ところが、ある日1つの出来事で、思わぬ形でその殻が破れることになります。詳細は書けませんが、どうしてもこれは我慢ならない!という気持ちになり、その気持ちを素直すぎるくらいに正直に感情とともに記録に書いてしまいました。

正直その実習先に対して失礼にあたることを含んでいたため、実習指導者を内心怒らせてしまったかもしれません。でもそこで、

「やっと言えたね」

と言ってもらえたのです。それは、私がスムーズにことが運ぶようきれいに見せようと意識した何か(=何か実習らしいことを言わなければ、というようなもの)ではなく、自分の考えをちゃんとお皿の上に載せることができた瞬間でした。

ずっと問われていた「なぜ?」の答えになりうるもの。

私はその時初めて、自分の気持ちの根本を拾って、その感情を出すことでようやく「なぜ自分がそう思ったのか」という実習で出会ったさまざまなエピソードを考察する入口に立てたのだと思います。

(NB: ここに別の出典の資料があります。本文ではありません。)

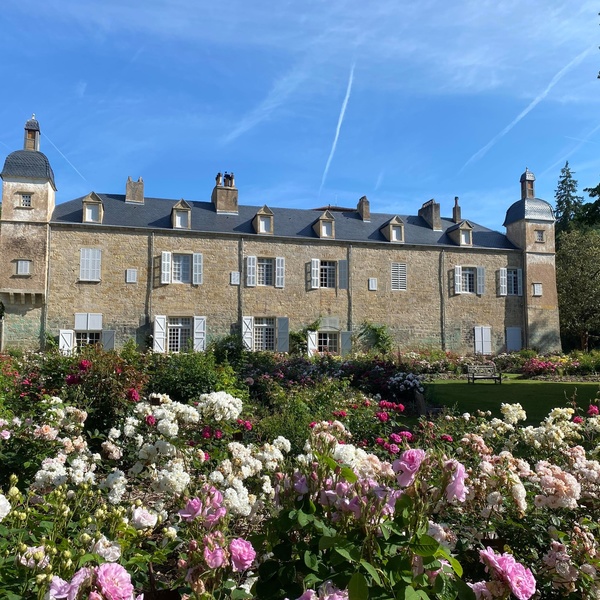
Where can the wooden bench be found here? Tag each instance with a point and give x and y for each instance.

そして、それが難しかったのは、それまでの私自身の人生の中で、「自分の気持ちをありのまま言語化し、人に伝える」ということに対するハードルが存在していたからだ、と気づきました。

そのハードルは、自分自身を守るために、それまでの人生の中で身に付けてきた技でもあります。それが、ソーシャルワーカーとして仕事をする場面では、技ではなく障害となりうることなのだと気づきました。

適切に相手とかかわるための枠をつくりながらも、背景や構造を想像し、心の動きも大切にその人の人生の価値に沿って、専門職としてソーシャルワークをしていくこと。その道のりが「心の体力が必要なことだ」と思った理由です。

かつ、相手だけではなく、自分の背景にも想像力を巡らせること。感情と共に自分自身について(ありのまま)知ること。さまざまな引き出しを増やしていくこと。それは自分を大切に扱うことでもありました。

そしてその全てを、実践を通して返していくこと。この繰り返しなんだ、ということを学んだのです。

私にとっては未熟で酸っぱい思い出でもありますが、、実習中は苦しい思いが先立ちましたが、メタ認知獲得につながり、これまでずっと私を支えているものです。

今回は、この実習のことを言語化できたことが、私にとって大きな意味のあるものになりました。

また書きたいな、と思いました。